Ultimately, the best replication choice depends on your workload and network policies. In any case, I hope this post has convinced you that there’s more than one way to skin a cat!

Footnotes

[1] Note that this issue was originally discovered by the developers of Floodlight. (We don’t mean to pick on BigSwitch here; we chose this bug because it’s a great example of the difficulties that come up in distributed systems). For more information, see line 605 of Controller.java.

[2] This invariant is crucial to maintain. Think of the switches’ routing tables as shared variables between threads (controllers). We need to ensure mutual exclusion over those shared variables, otherwise we could end up with internally inconsistent routing tables.

[3] The Floodlight bug noted in [1] actually involves neglecting to clear the routing tables of newly connected switches, but the same flavor of race condition could occur for link failures.

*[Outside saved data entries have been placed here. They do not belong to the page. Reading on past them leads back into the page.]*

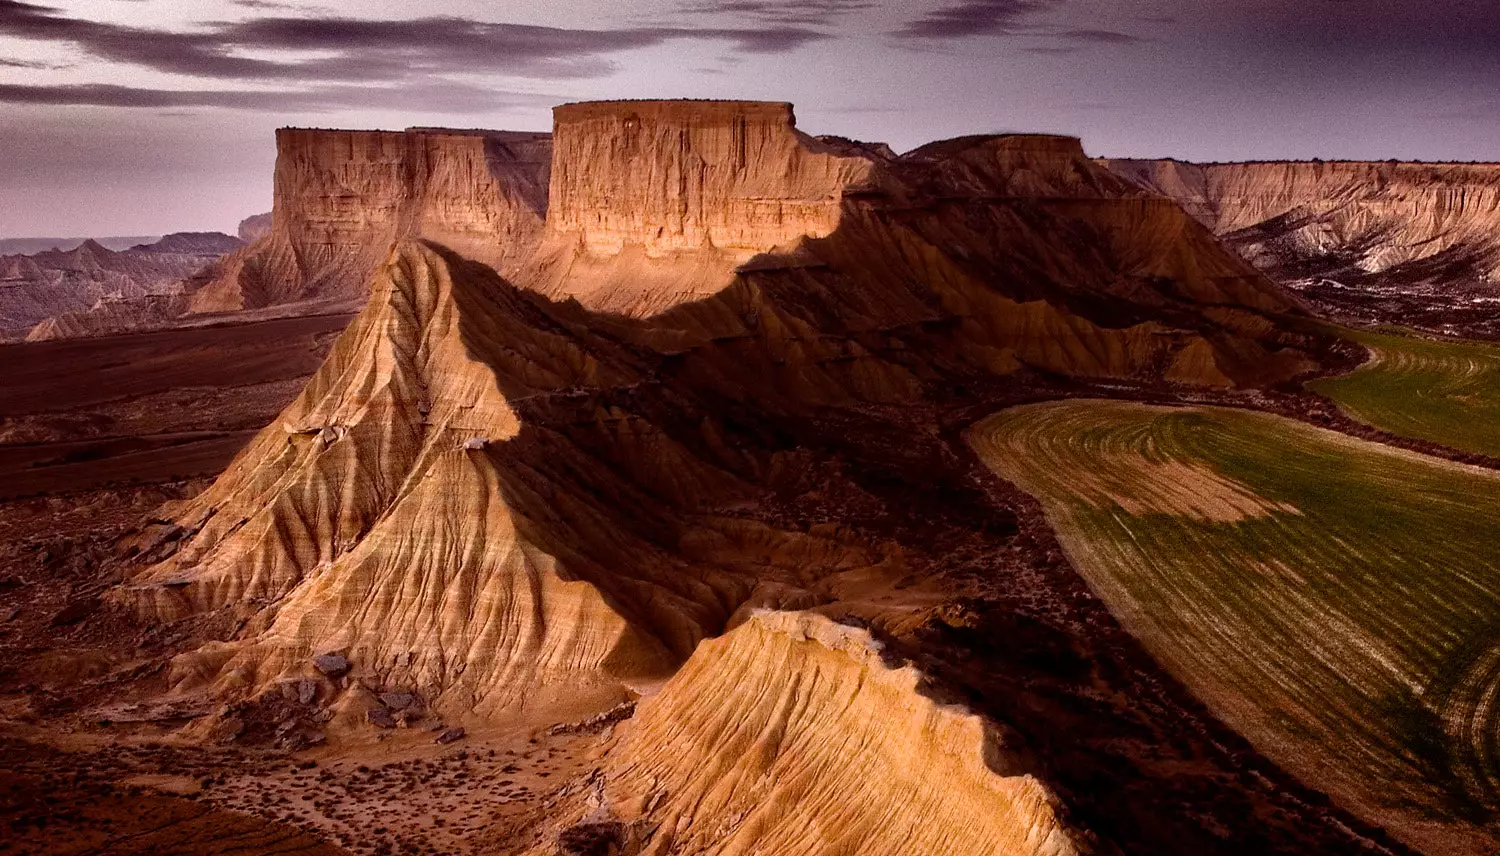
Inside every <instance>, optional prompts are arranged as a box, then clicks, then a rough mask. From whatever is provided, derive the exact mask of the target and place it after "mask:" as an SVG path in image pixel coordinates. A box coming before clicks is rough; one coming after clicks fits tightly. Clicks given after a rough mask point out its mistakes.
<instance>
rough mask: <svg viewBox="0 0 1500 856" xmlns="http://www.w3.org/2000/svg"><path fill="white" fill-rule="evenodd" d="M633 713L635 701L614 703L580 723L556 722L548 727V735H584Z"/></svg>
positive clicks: (594, 731) (603, 728)
mask: <svg viewBox="0 0 1500 856" xmlns="http://www.w3.org/2000/svg"><path fill="white" fill-rule="evenodd" d="M634 714H636V703H634V702H622V703H619V705H615V706H613V708H610V709H609V711H604V712H603V714H598V715H594V717H589V718H586V720H583V721H582V723H558V724H556V726H552V727H549V729H547V735H585V733H591V732H603V730H604V729H609V727H610V726H613V724H615V723H619V721H622V720H628V718H630V717H633V715H634Z"/></svg>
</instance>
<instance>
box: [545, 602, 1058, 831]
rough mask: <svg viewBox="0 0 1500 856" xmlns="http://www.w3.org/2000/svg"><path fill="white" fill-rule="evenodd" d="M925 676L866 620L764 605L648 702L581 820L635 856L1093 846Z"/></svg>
mask: <svg viewBox="0 0 1500 856" xmlns="http://www.w3.org/2000/svg"><path fill="white" fill-rule="evenodd" d="M919 684H921V676H919V675H918V673H916V670H915V669H912V667H901V669H897V667H892V666H888V664H886V663H883V661H882V652H880V646H879V643H876V642H874V640H873V639H871V637H870V634H868V633H865V631H862V630H856V628H852V627H846V625H840V624H834V622H831V621H828V619H826V618H822V616H817V615H810V613H795V612H760V613H756V615H754V616H753V618H750V621H747V622H745V624H744V625H741V627H739V628H736V630H733V631H730V633H727V634H726V636H723V637H720V639H714V640H709V642H705V643H703V645H700V646H699V648H697V651H696V652H694V654H693V657H691V658H690V660H688V661H687V663H685V664H684V666H682V669H681V670H679V672H678V673H676V675H675V676H673V678H672V681H670V682H667V685H666V687H664V688H663V690H661V691H660V694H657V696H654V697H651V699H649V700H646V702H643V703H642V705H640V706H639V709H637V712H636V715H634V718H633V720H631V721H630V723H628V724H627V726H625V727H627V729H628V732H627V733H625V736H624V738H622V745H621V747H619V748H618V750H616V751H615V753H612V754H610V756H609V760H607V763H606V766H604V769H603V771H601V775H600V778H598V780H597V781H595V783H594V789H592V790H591V792H586V801H585V807H583V808H586V811H588V814H586V816H585V817H586V819H588V823H591V825H594V826H595V828H597V826H603V825H604V823H610V822H613V823H619V825H621V831H619V835H618V838H619V840H622V841H624V843H630V841H631V835H633V834H639V832H637V831H643V829H649V831H652V832H654V835H651V838H649V846H646V847H640V849H639V853H642V855H666V853H703V855H709V853H712V855H727V853H778V855H786V856H796V855H805V856H813V855H820V853H870V855H876V853H879V855H888V856H906V855H929V853H930V855H938V853H972V855H975V856H980V855H996V856H999V855H1010V853H1037V855H1044V856H1074V855H1077V853H1080V850H1083V852H1086V850H1088V847H1079V844H1077V843H1076V841H1074V838H1073V834H1070V832H1068V831H1067V829H1065V828H1064V826H1062V825H1061V823H1059V820H1058V814H1056V811H1055V808H1056V807H1055V802H1056V798H1055V796H1053V795H1050V793H1049V792H1047V789H1046V787H1044V786H1043V784H1041V783H1040V781H1037V778H1035V777H1032V775H1028V774H1026V772H1023V771H1025V760H1023V759H1022V757H1020V756H1019V754H1017V751H1016V748H1014V747H1011V745H1008V744H1010V741H1013V739H1014V738H1011V736H1008V735H1005V733H1004V732H1002V730H999V729H998V727H996V726H995V724H993V723H986V721H983V720H981V718H980V717H975V715H972V714H969V712H966V711H963V709H962V708H957V706H947V705H941V703H938V702H933V700H932V699H929V697H924V696H922V693H921V688H919ZM703 699H712V700H714V703H712V705H709V706H706V709H705V706H703V705H702V700H703ZM829 771H838V772H837V775H829ZM726 819H727V822H726ZM538 856H540V855H538Z"/></svg>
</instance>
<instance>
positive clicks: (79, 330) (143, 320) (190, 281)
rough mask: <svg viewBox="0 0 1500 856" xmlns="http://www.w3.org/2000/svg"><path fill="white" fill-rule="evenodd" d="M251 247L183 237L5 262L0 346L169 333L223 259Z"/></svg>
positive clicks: (76, 250)
mask: <svg viewBox="0 0 1500 856" xmlns="http://www.w3.org/2000/svg"><path fill="white" fill-rule="evenodd" d="M243 246H245V243H243V241H240V240H239V238H234V237H231V235H225V234H220V232H178V234H171V235H165V237H162V238H157V240H154V241H150V243H135V244H132V246H129V247H124V249H118V250H114V249H110V247H107V246H105V244H104V243H102V241H96V240H92V238H90V240H84V241H81V243H80V244H77V246H74V247H72V249H68V250H43V252H37V253H31V255H9V256H0V340H18V339H30V340H42V339H58V337H77V336H98V334H107V333H121V331H132V330H147V328H156V327H166V325H172V324H175V322H177V318H180V316H181V315H183V313H184V312H186V310H187V303H189V301H187V294H189V292H190V291H192V289H193V288H196V282H195V277H199V276H201V274H202V273H204V271H205V268H208V267H210V265H211V264H213V262H214V261H216V259H217V258H219V256H222V255H223V253H226V252H233V250H236V249H239V247H243Z"/></svg>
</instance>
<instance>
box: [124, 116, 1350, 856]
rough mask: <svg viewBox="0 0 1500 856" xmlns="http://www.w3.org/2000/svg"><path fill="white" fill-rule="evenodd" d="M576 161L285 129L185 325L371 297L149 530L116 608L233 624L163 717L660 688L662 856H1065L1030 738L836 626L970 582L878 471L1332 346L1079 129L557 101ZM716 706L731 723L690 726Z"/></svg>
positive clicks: (1228, 253) (630, 782)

We chose to focus on link failures because they’re likely to occur much more often than switch connects.

[4] It’s possible in some cases to use a model checker to automatically find race conditions, but the runtime complexity is often intractable and very few systems do this in practice.

[5] There are actually a handful of ways to implement state machine replication. Ours depend on a concensus algorithm to choose the master, but you could also run the concensus algorithm itself to achieve replication. There are also cheaper algorithms such as reliable broadcast. You can also get significantly better read throughput with chain replication, which doesn’t require quorum for reads, but writes become more complicated.

[6] We still need to maintain the invariant that only the master modifies the the switch configurations. Nonetheless, with state machine replication the backup will always know what commands need to be sent to switches if and when it takes over for the master.

[7] Although if your goal is only to provide connectivity, it’s not clear why you’re using SDN in the first place.